This topic has been asked many times and I have seen all the answers but none of them was helpful in clearing my doubt which is why this question is here. First of all, let's get the definitions out of the way.
Division Algorithm:
Let $a$ and $b\ (\neq0)$ be any integers. Then there exist unique integers $q$ and $r$ with the property that $a=bq+r$, where $0 \leq r \lt |b|$
$\bmod{}$ Operator:
For the same $a,b,q$ and $r$ as stated in the definition above, we say
$$a \bmod b=r$$
Note that $a,b$ and $q$ can either be positive, negative or even $0$ (if we exclude $b$) whereas $r$ can only be non-negative.
Case $1$: Positive Divisor and Positive Dividend:
$$68 \bmod 12=8$$
Reasoning: $68=12(5)+8$
Case $2$: Positive Divisor and Negative Dividend:
$$-68 \bmod 12=4$$
Reasoning: $-68=12(-6)+4$
Case $3$: Negative Divisor and Positive Dividend:
$$68 \bmod -12=8$$
Reasoning: $68=-12(-5)+8$
Case $4$: Negative Divisor and Negative Dividend:
$$-68 \bmod -12=4$$
Reasoning: $-68=-12(6)+4$
Doubt: Are all the cases that I listed sound along with their reasoning? If not, please show me how to evaluate$\bmod{}$correctly. Also, would you like to add something which would enhance my knowledge of modulo arithmetic or anything in general?
Best Answer
Your answers are correct.
There's not much to say about what you've written. One quibble: Below your definition you mention that $r$ must be positive but that's not correct as $r$ is allowed to be $0$. Of course, in the definition you correctly state the bounds of $r$ as $0 \leq r < |b|$.
One other thing to note is that the sign of $b$ is irrelevant because if $a = bq + r$ then also $a = (-b)(-q) + r$. Hence using the definition stated it's always the case that $a \bmod b = a \bmod (-b)$.
Defining mod as an operator as you have is perfectly fine but you should be aware that it is often used as a modifier for the entire equation and not strictly as an operator. So, for example, mathematicians would generally write $9 = 15 \bmod 6$ instead of $9 \bmod 6 = 15 \bmod 6$. You may also see $\equiv$ used instead of $=$. You can be technical about what $\equiv$ means in this context, but for your purposes I wouldn't worry too much about those technicalities yet, just know that the intention is often that you apply your mod operator to both sides of the equation.
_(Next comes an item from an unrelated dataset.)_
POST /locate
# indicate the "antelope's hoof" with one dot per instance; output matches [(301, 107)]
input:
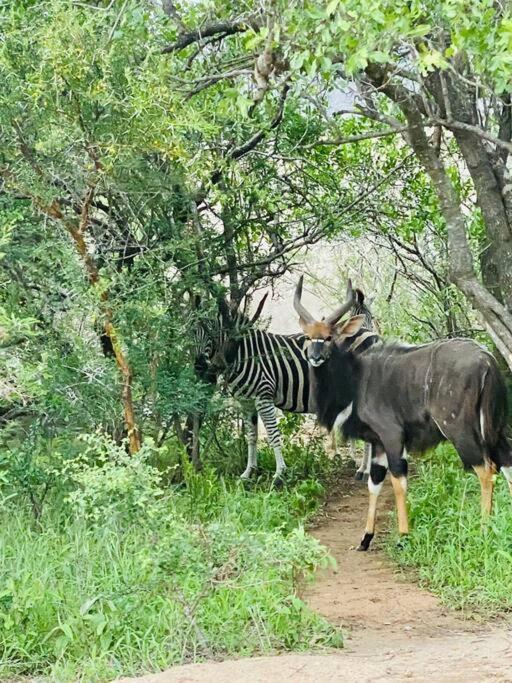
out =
[(249, 474), (278, 481), (402, 542), (365, 542)]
Finally, note that mod as an operator exists in many computer programming languages but in those languages it does not always follow your definition exactly. Some languages will return negative $r$ when $a$ is negative. This is an implementation choice that's made differently for each language; there's no deep mathematical significance to this decision.